A third potential criticism is that the victim’s safety may be jeopardized by placing her in the same room with the person who harmed her during the crime. This is a very serious criticism and of very worthy concern; thus proper procedures must be in place to ensure the victim’s safety. These may include “techniques to address status and power imbalances, and the importance of creating a safe environment that is conducive to meaningful dialogue between the parties.” Further, although the process must be voluntary, the Legislature should place discretion with the judge to disallow mediations where the offender poses a risk to the victim’s safety. In the end, the goal is to empower victims; if a mediation process that aims at accountability and understanding helps the victim feel safer, the mediation will have achieved part of its goal. On the other hand, if the mediation process serves only to allow one or both sides an arena for aggression, the goal will not be achieved and the mediation should not occur.

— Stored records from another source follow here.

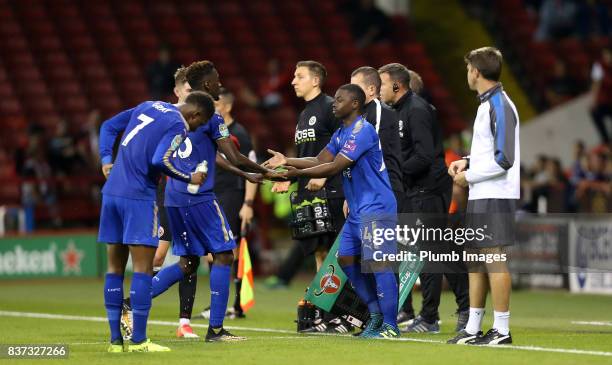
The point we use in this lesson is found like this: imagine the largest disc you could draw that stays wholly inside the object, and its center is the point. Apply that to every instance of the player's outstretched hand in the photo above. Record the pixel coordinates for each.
(457, 167)
(255, 178)
(316, 184)
(277, 159)
(460, 179)
(198, 178)
(106, 169)
(290, 173)
(281, 187)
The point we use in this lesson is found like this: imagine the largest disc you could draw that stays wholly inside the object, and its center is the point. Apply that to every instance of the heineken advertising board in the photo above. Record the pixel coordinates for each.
(51, 256)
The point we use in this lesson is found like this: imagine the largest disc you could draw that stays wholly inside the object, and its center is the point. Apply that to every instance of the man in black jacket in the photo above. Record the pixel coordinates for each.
(427, 190)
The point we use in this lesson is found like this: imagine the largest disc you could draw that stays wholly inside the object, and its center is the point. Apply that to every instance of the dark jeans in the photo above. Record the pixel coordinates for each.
(599, 114)
(431, 276)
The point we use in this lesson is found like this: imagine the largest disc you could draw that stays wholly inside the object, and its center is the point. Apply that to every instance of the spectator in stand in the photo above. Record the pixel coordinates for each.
(38, 184)
(601, 91)
(269, 95)
(594, 191)
(63, 155)
(368, 23)
(561, 87)
(576, 174)
(557, 20)
(160, 75)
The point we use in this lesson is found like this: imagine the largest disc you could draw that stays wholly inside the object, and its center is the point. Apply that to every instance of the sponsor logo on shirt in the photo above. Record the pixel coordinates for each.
(184, 153)
(305, 135)
(223, 131)
(176, 142)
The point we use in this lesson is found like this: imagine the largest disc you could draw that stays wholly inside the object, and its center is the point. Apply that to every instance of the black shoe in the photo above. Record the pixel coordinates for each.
(462, 318)
(464, 338)
(319, 325)
(492, 337)
(221, 335)
(126, 319)
(404, 319)
(339, 325)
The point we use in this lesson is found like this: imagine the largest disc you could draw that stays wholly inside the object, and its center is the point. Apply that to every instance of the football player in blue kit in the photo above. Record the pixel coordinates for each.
(152, 132)
(197, 221)
(354, 150)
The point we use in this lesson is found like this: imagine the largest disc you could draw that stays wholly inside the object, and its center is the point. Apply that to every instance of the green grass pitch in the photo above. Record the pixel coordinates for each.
(541, 325)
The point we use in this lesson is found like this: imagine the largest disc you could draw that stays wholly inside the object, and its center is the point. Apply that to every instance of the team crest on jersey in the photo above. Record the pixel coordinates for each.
(330, 282)
(176, 142)
(349, 146)
(223, 131)
(188, 149)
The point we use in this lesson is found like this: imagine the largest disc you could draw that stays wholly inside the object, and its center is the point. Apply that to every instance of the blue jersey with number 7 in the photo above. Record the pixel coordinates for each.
(152, 131)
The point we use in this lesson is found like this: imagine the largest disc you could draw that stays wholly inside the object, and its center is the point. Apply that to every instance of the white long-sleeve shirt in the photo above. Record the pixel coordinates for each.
(494, 167)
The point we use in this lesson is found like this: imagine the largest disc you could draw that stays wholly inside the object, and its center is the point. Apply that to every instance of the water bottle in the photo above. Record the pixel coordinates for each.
(202, 167)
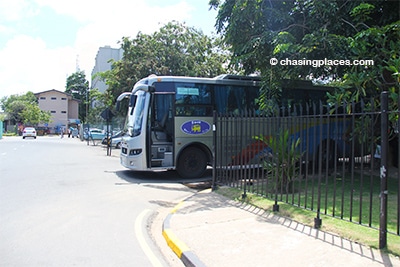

Of course, there are particular concerns that must be addressed when implementing legislation that amends the current victims’ rights law to include a right to seek mediation. In order to ensure the process works for victims, and that offenders do not use this as an opportunity to re-victimize the victim, the legislature could determine what types of situations would be eligible for mediation. Congress could leave this to the discretion of the judge, who may be better equipped to decide if mediation would be suitable given the particular crime and the particular parties. I would argue, however, that victims should have an absolute right to seek mediation, even in cases of violent crime, so long as both the victim and the offender willingly choose to participate, and procedures are put in place that ensure victims’ safety and reduce the risk of re-victimization.
Restorative justice has existed in one form or another since well before the state-modeled adversarial system of criminal justice. Victim-Offender Mediation, with its recognition that accountability and understanding makes crime more personal, offers victims the ultimate opportunity for involvement – victims can ask “Why?” and may actually hear the answer. The Victims’ Rights Movement aims to give victims a voice and empower them as they move through the criminal justice process. A restorative justice approach to the Victims’ Rights Movement will take this a step further and will aspire to actually repair the harm that was done to the victim. Having “the right to be heard” in a formal court proceeding is a valuable right, but it is not always enough. For some victims, having the right to sit face-to-face with the offender, to share how the crime impacted her, and to ask questions only the offender can answer – in effect having the right to hold the offender personally accountable – could prove extremely valuable in helping the victim to heal.